We cannot have this discussion without broaching the topic of parents who actually provide alcohol to minors in their homes—who become “social hosts” to under aged people. It may be that they do not serve the liquor to the minors but make it available or they allow alcohol to be brought in their home by their children’s friends. Some parents use a thought process that goes something like this: I would rather my child drink at home than attend a party and either drive home drunk or ride with someone who has been drinking. And here is the flaw in that thought process while you think you are providing a safe haven to your child, your friend’s parents may not share your same philosophy and, in fact, you have contributed to the delinquency of a minor. If that child gets hurt or hurts others and you contributed to that harm by providing alcohol, you will be named in the ensuing lawsuit and you may find yourself being held liable.

This brings us to the discussion of “social host” liquor liability. We become a social host whenever we are hosting an event that serves liquor be it a dinner party for another couple or putting on a wedding in our backyard. Examples of “social host” liability could be cases where our guest gets intoxicated and hurts themselves or causes injury to others; or the situation where our guest leaves our party and is involved in an accident as a drunk driver. Or, it could be a guest that leaves your party and is stopped and ticketed for drunk driving. I know you might be thinking “my friend…my brother in law would never sue me”. Surprise!

They will.

State laws differ as relates “social host” liability and not all states recognize social host liability. However there are some guidelines as to when a host serving liquor can be held liable:

-The host did, in fact, provide or serve liquor to the individual in question

-The individual was intoxicated and caused either bodily injury or property damage to a third party

-The host was aware or “should have been aware” that their guest was intoxicated

And now to the question of insurance when you are sued as a result of someone becoming intoxicated in your home and incurring or causing damage be it bodily injury or property damage. The Homeowners Policy? The Umbrella Policy? The answer is a “probably” yes but as always you have to check the policy. While the Homeowner’s Policy may not have a specific liquor exclusion, most policies will have an “expected or intended injury exclusion” that the claims adjuster may or may not want to pursue. Whenever we talk about limits on a policy, these are specifically the type of situations that can take that $300,000 limit trying to respond to a $1,000,000 judgment.

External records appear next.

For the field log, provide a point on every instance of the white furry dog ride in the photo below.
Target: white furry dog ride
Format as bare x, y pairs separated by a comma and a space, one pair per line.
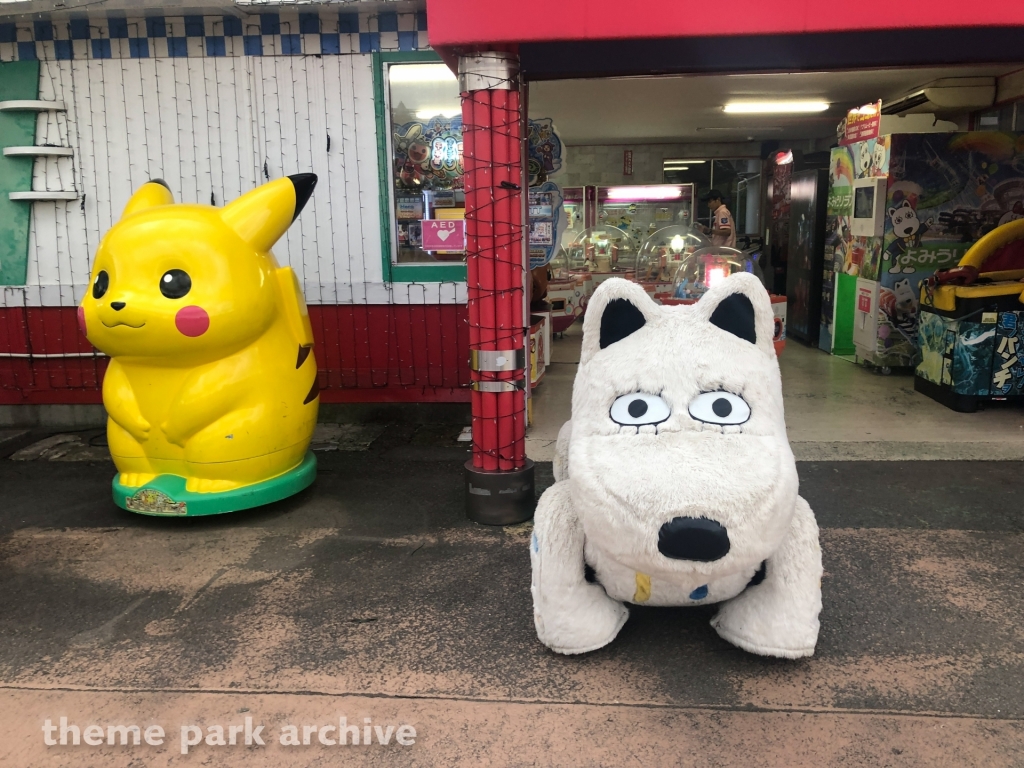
675, 480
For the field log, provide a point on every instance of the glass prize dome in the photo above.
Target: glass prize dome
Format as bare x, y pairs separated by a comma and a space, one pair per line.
663, 252
602, 249
708, 266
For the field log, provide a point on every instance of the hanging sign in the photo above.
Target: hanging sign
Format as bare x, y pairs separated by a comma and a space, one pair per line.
443, 235
862, 124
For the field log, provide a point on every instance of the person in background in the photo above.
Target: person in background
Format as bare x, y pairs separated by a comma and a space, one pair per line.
723, 229
538, 287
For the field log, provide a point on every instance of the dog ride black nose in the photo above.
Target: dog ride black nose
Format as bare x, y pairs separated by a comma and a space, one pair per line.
693, 539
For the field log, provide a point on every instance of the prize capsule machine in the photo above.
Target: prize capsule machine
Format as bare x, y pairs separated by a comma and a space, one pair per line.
606, 251
708, 266
662, 254
640, 210
568, 290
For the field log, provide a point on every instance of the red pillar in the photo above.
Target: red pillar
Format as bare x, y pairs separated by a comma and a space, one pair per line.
500, 478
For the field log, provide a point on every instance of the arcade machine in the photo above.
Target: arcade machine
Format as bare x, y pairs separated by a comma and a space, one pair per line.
972, 323
707, 266
662, 254
607, 251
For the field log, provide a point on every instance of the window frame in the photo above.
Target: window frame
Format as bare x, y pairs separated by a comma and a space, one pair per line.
394, 271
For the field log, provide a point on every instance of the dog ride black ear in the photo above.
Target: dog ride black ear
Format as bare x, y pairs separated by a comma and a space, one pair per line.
735, 314
621, 317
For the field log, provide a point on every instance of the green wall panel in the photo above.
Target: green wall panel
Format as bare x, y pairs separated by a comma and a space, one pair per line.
18, 80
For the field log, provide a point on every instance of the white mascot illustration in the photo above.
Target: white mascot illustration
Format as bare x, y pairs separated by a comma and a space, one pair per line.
675, 481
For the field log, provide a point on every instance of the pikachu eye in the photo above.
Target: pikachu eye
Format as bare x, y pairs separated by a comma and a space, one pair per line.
175, 284
100, 285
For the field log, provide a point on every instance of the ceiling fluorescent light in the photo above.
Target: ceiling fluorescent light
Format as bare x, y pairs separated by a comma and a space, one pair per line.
659, 192
774, 108
742, 129
420, 74
446, 112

The ISO 2000 edition says the following:

E.1. Expected or Intended Injury “Bodily injury” or “property damage” which is expected or intended by an “insured” even if the resulting “bodily injury” or “property damage”:

a. Is of a different kind, quality or degree than initially expected or intended; or

b. Is sustained by a different person, entity, real or personal property, than initially expected or intended.

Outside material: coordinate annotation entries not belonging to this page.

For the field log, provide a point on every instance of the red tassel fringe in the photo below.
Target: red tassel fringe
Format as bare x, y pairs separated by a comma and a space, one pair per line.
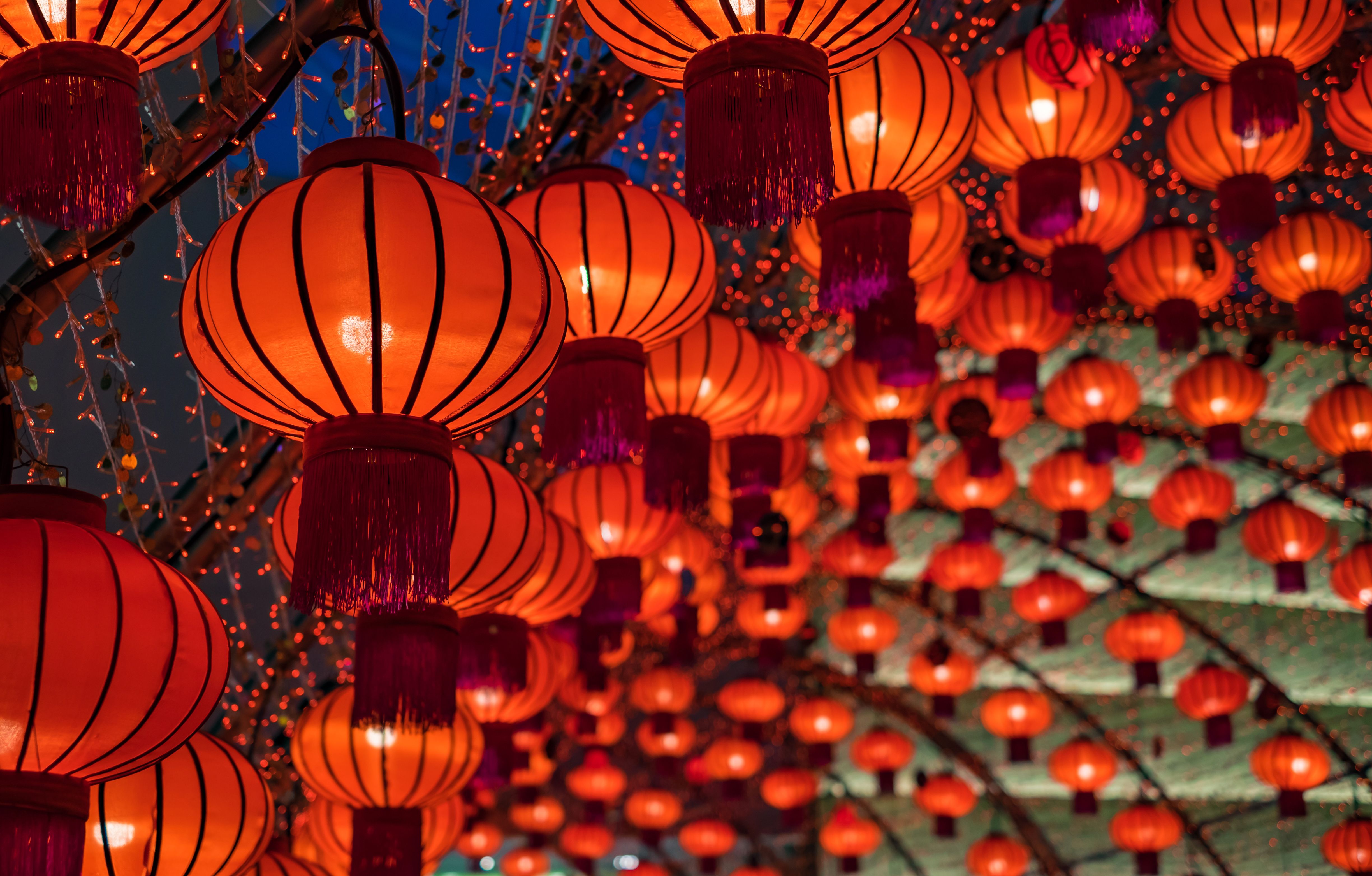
758, 140
71, 138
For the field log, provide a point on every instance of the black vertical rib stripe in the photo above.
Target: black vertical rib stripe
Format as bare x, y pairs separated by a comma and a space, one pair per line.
40, 649
507, 294
374, 283
440, 280
307, 306
114, 652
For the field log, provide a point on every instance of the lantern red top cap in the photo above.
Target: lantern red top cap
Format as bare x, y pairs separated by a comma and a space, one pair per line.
61, 504
350, 151
589, 172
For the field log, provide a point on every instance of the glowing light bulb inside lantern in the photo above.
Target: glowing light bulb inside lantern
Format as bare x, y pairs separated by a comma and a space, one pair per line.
356, 334
865, 129
381, 737
1043, 110
113, 834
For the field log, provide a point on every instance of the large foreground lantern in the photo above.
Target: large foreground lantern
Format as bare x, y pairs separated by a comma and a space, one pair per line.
113, 659
901, 127
376, 310
641, 272
1042, 136
757, 82
71, 136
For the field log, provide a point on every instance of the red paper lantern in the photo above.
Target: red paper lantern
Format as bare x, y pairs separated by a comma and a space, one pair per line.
849, 838
1095, 397
947, 798
204, 809
1220, 394
1145, 830
1212, 694
1145, 639
1014, 320
1293, 766
114, 659
1084, 767
884, 752
427, 352
1193, 499
1312, 260
1174, 272
1042, 136
943, 675
641, 273
769, 160
1285, 536
1238, 168
711, 376
1050, 600
1017, 715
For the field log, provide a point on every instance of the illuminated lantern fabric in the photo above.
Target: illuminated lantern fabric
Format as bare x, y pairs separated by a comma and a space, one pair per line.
201, 811
901, 124
71, 135
942, 675
1014, 321
973, 497
378, 376
1145, 830
1084, 767
1095, 397
1113, 206
1220, 394
965, 570
1017, 715
1349, 845
1060, 59
640, 272
1238, 168
1193, 499
562, 582
1341, 424
1293, 766
768, 158
1285, 536
884, 752
1312, 260
1050, 600
707, 841
1042, 136
849, 838
1349, 114
652, 811
1145, 639
607, 506
947, 798
1068, 484
996, 855
1212, 694
1172, 272
386, 775
972, 410
791, 790
711, 376
331, 827
1352, 580
820, 723
105, 691
1259, 50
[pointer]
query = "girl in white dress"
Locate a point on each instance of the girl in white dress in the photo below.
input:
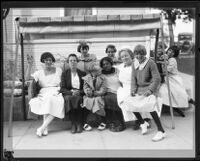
(123, 92)
(49, 102)
(179, 96)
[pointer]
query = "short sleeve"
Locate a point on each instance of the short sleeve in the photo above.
(36, 75)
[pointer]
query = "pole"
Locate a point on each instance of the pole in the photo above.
(23, 80)
(13, 83)
(156, 45)
(167, 76)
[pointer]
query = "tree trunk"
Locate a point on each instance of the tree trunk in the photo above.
(171, 32)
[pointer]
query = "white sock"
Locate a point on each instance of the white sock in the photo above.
(47, 121)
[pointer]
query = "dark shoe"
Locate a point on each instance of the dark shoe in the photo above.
(179, 111)
(112, 127)
(73, 129)
(120, 127)
(191, 101)
(79, 128)
(149, 122)
(136, 125)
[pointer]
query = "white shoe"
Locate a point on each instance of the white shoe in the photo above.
(159, 136)
(39, 132)
(45, 132)
(87, 127)
(144, 127)
(102, 126)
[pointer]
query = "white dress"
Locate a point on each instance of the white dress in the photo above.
(49, 100)
(179, 96)
(124, 92)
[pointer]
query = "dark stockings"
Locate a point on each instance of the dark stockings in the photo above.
(76, 116)
(154, 116)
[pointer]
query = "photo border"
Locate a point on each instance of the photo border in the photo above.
(156, 4)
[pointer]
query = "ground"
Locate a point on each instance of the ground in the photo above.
(180, 142)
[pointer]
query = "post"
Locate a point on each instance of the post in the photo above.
(23, 80)
(156, 45)
(167, 76)
(13, 83)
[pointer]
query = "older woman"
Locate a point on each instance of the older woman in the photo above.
(72, 90)
(125, 70)
(110, 51)
(145, 81)
(114, 116)
(85, 59)
(49, 102)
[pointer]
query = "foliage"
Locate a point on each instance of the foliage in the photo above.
(186, 14)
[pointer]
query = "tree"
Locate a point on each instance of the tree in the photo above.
(172, 14)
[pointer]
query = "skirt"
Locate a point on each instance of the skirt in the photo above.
(48, 101)
(179, 96)
(111, 102)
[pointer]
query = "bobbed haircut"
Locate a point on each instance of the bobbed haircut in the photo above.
(46, 55)
(128, 51)
(140, 48)
(72, 55)
(160, 45)
(175, 49)
(82, 45)
(112, 47)
(108, 59)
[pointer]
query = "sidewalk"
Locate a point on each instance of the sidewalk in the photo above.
(180, 142)
(189, 82)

Could this exclusion be broad enough to remove coverage for the parents? Perhaps it could. Could you then look to the Personal Umbrella? Better read the form. Some forms have a liquor exclusion that applies when serving liquor to a minor.

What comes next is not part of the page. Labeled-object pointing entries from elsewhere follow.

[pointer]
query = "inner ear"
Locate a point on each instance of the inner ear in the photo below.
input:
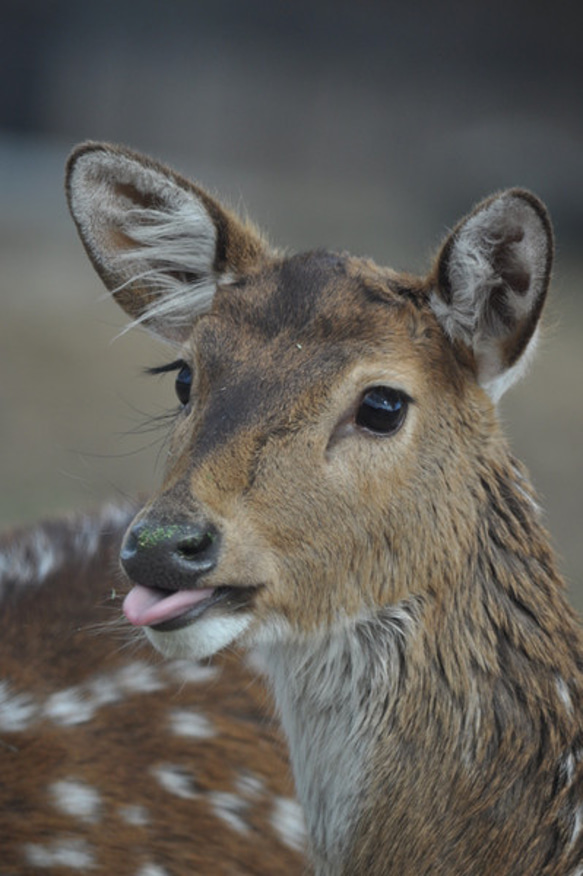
(160, 243)
(491, 282)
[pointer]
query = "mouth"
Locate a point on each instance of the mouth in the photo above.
(168, 610)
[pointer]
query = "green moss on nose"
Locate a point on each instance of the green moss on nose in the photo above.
(149, 538)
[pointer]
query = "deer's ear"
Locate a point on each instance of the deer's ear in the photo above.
(490, 284)
(159, 243)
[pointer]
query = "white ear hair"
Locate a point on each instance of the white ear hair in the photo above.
(160, 243)
(491, 282)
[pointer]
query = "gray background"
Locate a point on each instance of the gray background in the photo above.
(371, 127)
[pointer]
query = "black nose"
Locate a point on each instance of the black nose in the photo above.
(170, 555)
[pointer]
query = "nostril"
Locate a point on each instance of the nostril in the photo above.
(129, 546)
(195, 545)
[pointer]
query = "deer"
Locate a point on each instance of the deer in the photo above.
(340, 511)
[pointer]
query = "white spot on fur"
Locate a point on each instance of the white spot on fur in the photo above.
(184, 722)
(137, 816)
(176, 780)
(577, 823)
(17, 711)
(287, 819)
(563, 691)
(191, 672)
(30, 559)
(152, 870)
(250, 786)
(77, 799)
(69, 707)
(68, 852)
(201, 639)
(229, 808)
(138, 677)
(103, 691)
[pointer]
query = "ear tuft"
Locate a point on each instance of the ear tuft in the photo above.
(160, 243)
(491, 281)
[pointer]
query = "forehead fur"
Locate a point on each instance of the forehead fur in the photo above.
(319, 295)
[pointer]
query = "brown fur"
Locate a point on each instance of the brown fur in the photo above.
(65, 636)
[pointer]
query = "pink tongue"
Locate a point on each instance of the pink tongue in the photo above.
(144, 606)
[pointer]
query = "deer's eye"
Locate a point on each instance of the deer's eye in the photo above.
(382, 410)
(183, 383)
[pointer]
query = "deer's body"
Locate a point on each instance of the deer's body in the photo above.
(339, 498)
(115, 763)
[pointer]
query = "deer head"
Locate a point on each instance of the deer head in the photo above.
(333, 415)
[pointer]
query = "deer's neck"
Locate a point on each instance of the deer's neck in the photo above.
(443, 734)
(331, 693)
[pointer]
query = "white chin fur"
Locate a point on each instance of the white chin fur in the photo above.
(203, 638)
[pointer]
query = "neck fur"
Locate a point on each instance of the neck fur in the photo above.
(332, 692)
(448, 723)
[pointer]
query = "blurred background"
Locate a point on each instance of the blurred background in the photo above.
(369, 126)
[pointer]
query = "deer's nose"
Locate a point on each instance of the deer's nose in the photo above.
(171, 556)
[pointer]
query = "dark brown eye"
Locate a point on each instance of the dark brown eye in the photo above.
(382, 410)
(183, 384)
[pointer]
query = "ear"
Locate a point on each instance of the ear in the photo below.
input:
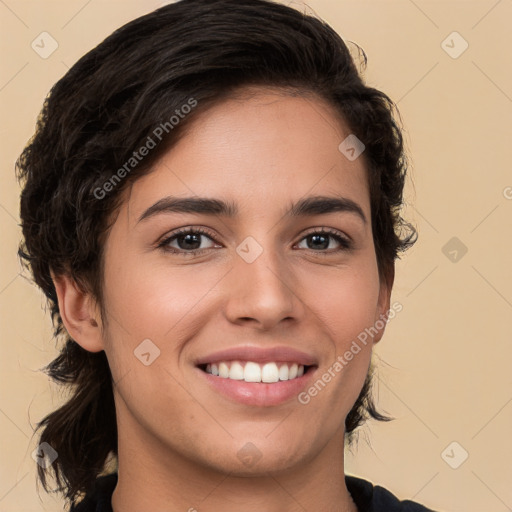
(383, 305)
(79, 313)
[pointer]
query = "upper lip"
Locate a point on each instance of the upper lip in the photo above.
(279, 354)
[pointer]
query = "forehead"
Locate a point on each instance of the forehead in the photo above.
(261, 149)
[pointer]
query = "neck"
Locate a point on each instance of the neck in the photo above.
(152, 476)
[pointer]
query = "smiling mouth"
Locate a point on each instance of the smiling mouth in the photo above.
(249, 371)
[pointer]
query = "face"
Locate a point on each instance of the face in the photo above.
(195, 289)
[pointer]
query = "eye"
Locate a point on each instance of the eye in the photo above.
(320, 240)
(188, 241)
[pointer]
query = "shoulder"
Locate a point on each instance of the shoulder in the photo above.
(99, 498)
(373, 498)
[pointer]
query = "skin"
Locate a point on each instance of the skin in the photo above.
(178, 437)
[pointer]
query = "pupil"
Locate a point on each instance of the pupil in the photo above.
(324, 245)
(188, 240)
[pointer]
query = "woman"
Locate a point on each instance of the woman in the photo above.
(211, 204)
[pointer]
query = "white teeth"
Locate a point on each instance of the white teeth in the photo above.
(270, 373)
(236, 372)
(254, 372)
(223, 370)
(284, 372)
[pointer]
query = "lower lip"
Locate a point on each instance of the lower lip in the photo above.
(259, 394)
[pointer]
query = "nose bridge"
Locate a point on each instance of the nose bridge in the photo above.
(262, 284)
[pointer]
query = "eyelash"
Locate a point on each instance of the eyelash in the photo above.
(164, 244)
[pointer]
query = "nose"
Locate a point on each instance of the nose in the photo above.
(263, 293)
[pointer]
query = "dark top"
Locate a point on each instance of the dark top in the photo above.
(366, 496)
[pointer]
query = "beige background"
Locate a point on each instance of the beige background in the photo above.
(445, 359)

Let’s talk for a moment about a business that occasionally or incidentally serves liquor. The Christmas season is the perfect time for this discussion. We go to our hairdressers and they offer us a glass of wine, or eggnog with a little bourbon. The office that decides rather than taking everyone to an expensive restaurant will have pizza and beer brought into the office for the big celebration. Is there coverage on the Commercial General Liability Policy for the liability of the business in these situations? Are these businesses in the “business of serving liquor”? The CGL provides automatic coverage as the exclusion only applies if the named insured is the business of manufacturing, selling, serving or furnishing alcoholic beverages. The result of this language is that a business typically has coverage for these “social” situations involving liquor.